GraphTalkerClient Reference
The GraphTalkerClient class provides a full Python API for interacting with a running GraphTalker instance. Key methods:
| Method | Description |
|---|---|
claude_query(question) | Ask a question; continues the current conversation by default |
claude_ask(question) | Ask a question in a fresh conversation |
generate_sparql(question) | Generate a SPARQL query for a natural language question |
sparql_query(query) | Execute a SPARQL query directly, bypassing Claude |
test_connection() | Verify the AllegroGraph connection is active |
health_check() | Check that the GraphTalker process is reachable |
stop() | Shut down the GraphTalker process |
For the full API reference see the AllegroGraph Python API documentation.
Tips
Start broad, then narrow. Ask "What classes are in the schema?" first to orient GraphTalker, then ask specific questions. GraphTalker reuses the schema it already loaded across messages when "Continue conversation" is on.
Use the iterations log. If an answer looks wrong, check the right panel to see which queries were run and what errors occurred. You can paste a query into a follow-up message to ask GraphTalker to fix it.
Save useful queries. You can ask GraphTalker to save queries to the query library when it finds a good answer. You can rerun or modify saved queries later from the Query Library tab.

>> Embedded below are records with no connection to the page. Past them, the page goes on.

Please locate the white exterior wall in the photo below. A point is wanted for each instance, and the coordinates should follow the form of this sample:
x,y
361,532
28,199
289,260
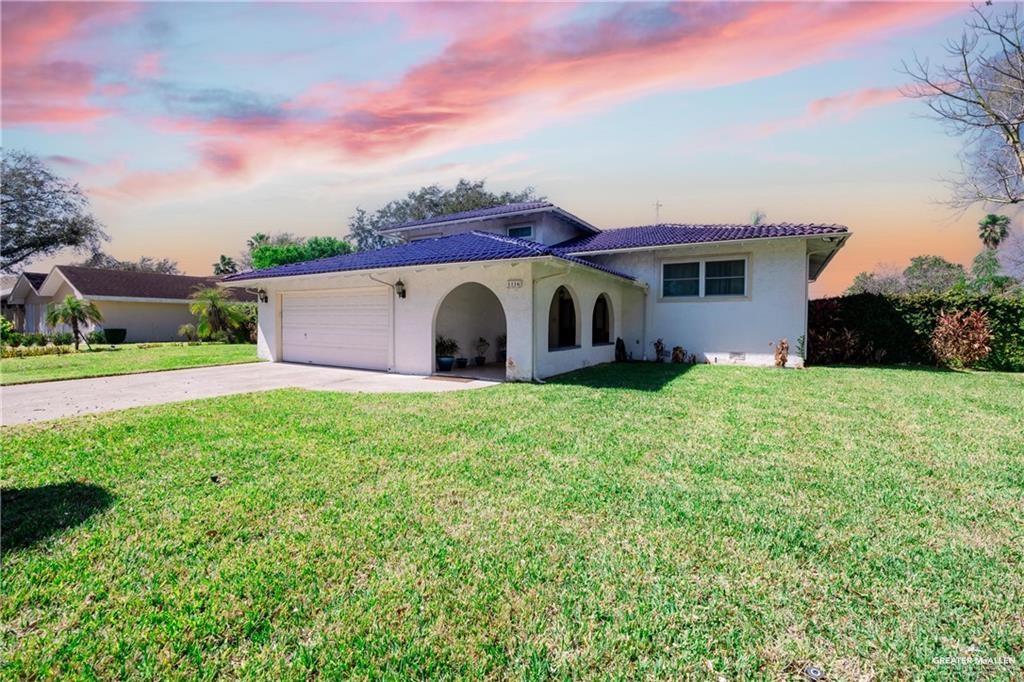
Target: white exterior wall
x,y
414,316
145,321
585,285
774,307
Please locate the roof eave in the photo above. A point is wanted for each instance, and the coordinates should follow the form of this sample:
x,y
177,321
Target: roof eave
x,y
658,247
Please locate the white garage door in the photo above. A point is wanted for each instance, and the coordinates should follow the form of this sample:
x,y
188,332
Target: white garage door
x,y
345,327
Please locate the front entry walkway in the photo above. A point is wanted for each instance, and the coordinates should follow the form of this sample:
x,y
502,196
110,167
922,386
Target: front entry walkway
x,y
53,399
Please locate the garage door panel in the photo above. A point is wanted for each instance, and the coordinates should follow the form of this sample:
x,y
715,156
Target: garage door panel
x,y
347,328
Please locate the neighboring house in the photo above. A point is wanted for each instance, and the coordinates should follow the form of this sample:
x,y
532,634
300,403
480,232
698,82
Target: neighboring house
x,y
560,290
148,305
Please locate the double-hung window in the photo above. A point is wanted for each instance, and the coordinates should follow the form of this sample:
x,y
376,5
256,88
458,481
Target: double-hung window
x,y
681,280
705,279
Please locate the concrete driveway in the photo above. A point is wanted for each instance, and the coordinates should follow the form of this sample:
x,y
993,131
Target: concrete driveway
x,y
53,399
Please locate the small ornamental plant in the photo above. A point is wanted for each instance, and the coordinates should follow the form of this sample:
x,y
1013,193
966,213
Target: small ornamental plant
x,y
962,339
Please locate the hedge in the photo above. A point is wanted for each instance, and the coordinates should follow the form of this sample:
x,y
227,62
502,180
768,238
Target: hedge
x,y
875,329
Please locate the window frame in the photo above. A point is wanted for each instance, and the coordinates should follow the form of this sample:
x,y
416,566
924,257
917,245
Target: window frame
x,y
528,225
701,296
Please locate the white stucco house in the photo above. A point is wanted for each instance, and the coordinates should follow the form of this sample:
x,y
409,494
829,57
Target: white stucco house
x,y
150,306
556,288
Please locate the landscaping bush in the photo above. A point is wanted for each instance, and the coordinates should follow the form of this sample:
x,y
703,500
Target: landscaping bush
x,y
64,338
961,339
872,329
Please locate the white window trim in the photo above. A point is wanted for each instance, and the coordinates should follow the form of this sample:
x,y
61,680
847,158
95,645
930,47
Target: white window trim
x,y
701,297
509,228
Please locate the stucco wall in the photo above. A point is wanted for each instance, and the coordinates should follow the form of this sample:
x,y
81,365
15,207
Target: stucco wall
x,y
585,285
414,315
145,322
728,331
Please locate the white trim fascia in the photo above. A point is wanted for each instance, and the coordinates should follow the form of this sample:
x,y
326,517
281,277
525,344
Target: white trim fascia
x,y
260,282
138,299
660,247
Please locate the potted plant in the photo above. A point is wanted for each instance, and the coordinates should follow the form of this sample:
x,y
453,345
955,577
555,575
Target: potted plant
x,y
445,349
481,351
502,353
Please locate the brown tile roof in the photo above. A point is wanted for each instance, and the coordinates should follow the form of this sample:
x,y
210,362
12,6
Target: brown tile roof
x,y
96,282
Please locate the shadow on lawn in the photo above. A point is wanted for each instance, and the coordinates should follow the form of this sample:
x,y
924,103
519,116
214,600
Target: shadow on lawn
x,y
33,514
632,376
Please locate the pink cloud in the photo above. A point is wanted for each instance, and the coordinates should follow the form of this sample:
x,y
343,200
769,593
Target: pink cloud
x,y
39,86
150,66
508,72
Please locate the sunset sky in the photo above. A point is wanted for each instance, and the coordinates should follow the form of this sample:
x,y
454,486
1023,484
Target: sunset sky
x,y
194,125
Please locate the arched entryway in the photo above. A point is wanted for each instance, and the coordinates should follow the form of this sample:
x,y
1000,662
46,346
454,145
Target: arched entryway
x,y
474,318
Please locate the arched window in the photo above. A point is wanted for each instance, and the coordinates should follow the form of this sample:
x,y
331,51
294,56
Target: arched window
x,y
602,321
561,321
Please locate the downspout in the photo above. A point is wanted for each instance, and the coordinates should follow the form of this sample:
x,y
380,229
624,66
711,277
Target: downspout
x,y
393,296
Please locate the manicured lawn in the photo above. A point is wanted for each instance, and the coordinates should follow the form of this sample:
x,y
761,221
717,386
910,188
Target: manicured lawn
x,y
623,522
122,359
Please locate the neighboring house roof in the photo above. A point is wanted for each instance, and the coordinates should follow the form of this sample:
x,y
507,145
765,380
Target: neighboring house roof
x,y
97,283
669,235
504,211
460,248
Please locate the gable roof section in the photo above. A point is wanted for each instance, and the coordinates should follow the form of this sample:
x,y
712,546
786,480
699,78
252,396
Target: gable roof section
x,y
504,211
645,237
462,248
97,283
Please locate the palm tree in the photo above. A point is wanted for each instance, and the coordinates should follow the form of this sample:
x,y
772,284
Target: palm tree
x,y
76,312
216,312
992,229
225,265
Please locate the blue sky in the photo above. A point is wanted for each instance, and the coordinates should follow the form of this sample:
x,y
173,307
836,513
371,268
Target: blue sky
x,y
193,126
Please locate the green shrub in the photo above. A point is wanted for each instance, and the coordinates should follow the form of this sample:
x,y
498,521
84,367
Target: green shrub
x,y
64,339
884,330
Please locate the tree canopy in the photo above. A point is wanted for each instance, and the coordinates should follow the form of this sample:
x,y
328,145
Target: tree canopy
x,y
41,212
268,255
143,264
428,202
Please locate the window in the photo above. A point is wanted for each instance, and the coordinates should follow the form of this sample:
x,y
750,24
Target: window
x,y
561,321
725,278
521,231
705,279
602,321
681,280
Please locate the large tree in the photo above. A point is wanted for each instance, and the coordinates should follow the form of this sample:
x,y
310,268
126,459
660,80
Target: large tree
x,y
143,264
364,227
979,95
932,274
41,213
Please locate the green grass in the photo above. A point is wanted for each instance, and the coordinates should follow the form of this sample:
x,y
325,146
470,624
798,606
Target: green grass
x,y
122,359
622,522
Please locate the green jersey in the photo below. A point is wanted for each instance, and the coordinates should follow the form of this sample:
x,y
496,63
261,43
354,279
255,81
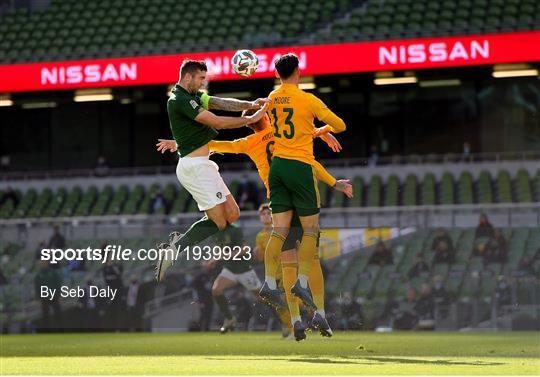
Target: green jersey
x,y
182,108
233,237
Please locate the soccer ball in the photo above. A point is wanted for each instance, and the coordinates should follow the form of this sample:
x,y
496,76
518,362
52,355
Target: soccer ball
x,y
245,62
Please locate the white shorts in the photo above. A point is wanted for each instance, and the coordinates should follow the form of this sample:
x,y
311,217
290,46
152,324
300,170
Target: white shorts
x,y
248,279
200,176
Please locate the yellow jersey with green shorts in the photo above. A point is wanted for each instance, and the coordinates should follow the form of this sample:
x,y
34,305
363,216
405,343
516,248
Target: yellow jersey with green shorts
x,y
292,180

Visualizations. Ask for charts or graphs explicitly: "Show me a bar chart of…" or "Visualize the relationship between…". The rendered visualization is stored with the query for later reference.
Session continuity. Save a session before closing the browser if you want to resume the conversation later. Restoring a session reloads the full message history so GraphTalker has the original context.
Read-only access. GraphTalker can both query and modify repository data (via SPARQL Update). If the AllegroGraph user account used for GraphTalker sessions has write access to a repository, GraphTalker can add or delete triples in that repository. In general, this is expected behavior. To guarantee that no modifications can occur, run GraphTalker as an AllegroGraph user who has read-only access to the repository.
- Query library access. As mentioned in the Query Library Tab section above, GraphTalker's query library feature uses
graphtalker-query-libraryrepository in thesystemcatalog. The AllegroGraph user account used for GraphTalker sessions should be given read/write access to that repository in order to use the query library feature.